Re: [GSoC]Apache Beam and HBase Integration with RocketMQ

Posted by Sergio Esteves <sr...@gmail.com>.
Hi,

I have been studying the mysql plugin that keeps a database in synch with a
rocketmq topic.
The first way that comes to my mind to listen to HBase updates on a table,
is by using co-processors (akin to BigTable Observers):
https://blogs.apache.org/hbase/entry/coprocessor_introduction
With co-processors it is possible to insert hooks for data manipulation
events (e.g., put, delete). It is also possible to intercept WAL
(Write-Ahead Log that keeps track of updates on a table) writing of events.
The co-processors reside on the server side and are distributed
automatically alongside HBase region servers. Co-processor custom
implementations require modifications in the HBase configuration. By not
using co-processors, it would be possible to access directly the WAL on
HDFS (in case WAL writing is not disabled).

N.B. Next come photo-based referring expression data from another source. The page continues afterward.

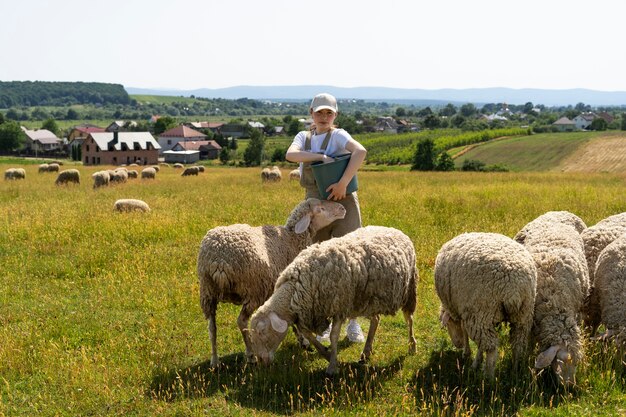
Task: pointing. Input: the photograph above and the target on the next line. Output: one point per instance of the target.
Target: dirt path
(603, 154)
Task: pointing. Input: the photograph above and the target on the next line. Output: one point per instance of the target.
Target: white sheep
(15, 174)
(563, 217)
(562, 286)
(100, 179)
(610, 286)
(148, 173)
(240, 263)
(67, 176)
(365, 273)
(130, 204)
(483, 279)
(596, 238)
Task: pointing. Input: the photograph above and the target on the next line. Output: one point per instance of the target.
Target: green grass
(99, 311)
(541, 152)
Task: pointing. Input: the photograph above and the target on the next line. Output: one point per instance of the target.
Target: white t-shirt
(336, 144)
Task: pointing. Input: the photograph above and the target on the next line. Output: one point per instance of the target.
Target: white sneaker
(325, 337)
(354, 332)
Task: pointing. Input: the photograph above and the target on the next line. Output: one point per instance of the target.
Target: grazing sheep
(148, 173)
(271, 174)
(365, 273)
(15, 174)
(100, 179)
(294, 175)
(483, 279)
(190, 171)
(67, 176)
(562, 286)
(129, 204)
(239, 264)
(596, 238)
(564, 217)
(610, 286)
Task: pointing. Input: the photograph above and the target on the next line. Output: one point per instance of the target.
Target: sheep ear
(546, 357)
(278, 324)
(303, 224)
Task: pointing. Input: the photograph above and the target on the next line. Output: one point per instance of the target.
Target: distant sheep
(366, 273)
(15, 174)
(129, 204)
(68, 176)
(100, 179)
(190, 171)
(483, 279)
(148, 173)
(240, 263)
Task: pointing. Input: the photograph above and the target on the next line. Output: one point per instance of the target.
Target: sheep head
(563, 363)
(267, 331)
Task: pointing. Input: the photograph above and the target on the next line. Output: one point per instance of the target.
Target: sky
(190, 44)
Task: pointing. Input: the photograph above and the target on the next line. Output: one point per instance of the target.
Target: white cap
(324, 101)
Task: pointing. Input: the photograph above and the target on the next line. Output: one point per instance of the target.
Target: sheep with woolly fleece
(239, 263)
(562, 286)
(15, 174)
(294, 175)
(190, 171)
(100, 179)
(483, 279)
(130, 204)
(148, 173)
(68, 176)
(610, 286)
(365, 273)
(596, 238)
(564, 217)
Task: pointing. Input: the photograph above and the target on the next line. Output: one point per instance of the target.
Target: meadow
(99, 311)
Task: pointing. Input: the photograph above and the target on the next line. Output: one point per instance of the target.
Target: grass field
(99, 311)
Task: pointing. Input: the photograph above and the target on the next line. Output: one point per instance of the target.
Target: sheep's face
(264, 338)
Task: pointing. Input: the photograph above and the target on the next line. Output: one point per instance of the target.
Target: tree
(254, 152)
(51, 125)
(424, 156)
(444, 162)
(10, 136)
(164, 123)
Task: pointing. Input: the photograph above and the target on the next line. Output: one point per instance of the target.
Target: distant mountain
(404, 95)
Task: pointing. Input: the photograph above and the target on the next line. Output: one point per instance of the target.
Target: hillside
(570, 152)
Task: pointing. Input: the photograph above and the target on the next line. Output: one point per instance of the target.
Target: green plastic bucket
(329, 173)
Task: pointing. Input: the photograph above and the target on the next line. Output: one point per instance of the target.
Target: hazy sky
(188, 44)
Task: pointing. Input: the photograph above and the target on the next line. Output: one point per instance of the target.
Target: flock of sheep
(555, 274)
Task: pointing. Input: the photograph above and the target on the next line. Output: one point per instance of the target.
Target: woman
(323, 143)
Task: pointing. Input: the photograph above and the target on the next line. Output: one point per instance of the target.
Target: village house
(182, 133)
(118, 148)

These are the two main ways (co-processors or accessing WAL directly) I can
see to listen to HBase table updates. Using co-processors seems the most
natural way to go. For example, implementing a WALObserver and keep track
of the last position that was replicated to the rocketmq topic. Do you
agree?

Thanks!



On Mon, Jun 4, 2018 at 7:15 AM, Von Gosling <vo...@apache.org> wrote:

> Hi,
>
> I would like to split this topic from AMQP project, we could discuss in
> the current thread :-)
>
> Best Regards,
> Von Gosling
>
>
>
> 在 2018年6月4日,11:30,Xin Wang <da...@gmail.com> 写道:
>
> You can just follow your plan, starting the work for integrating RocketMQ
>
>
>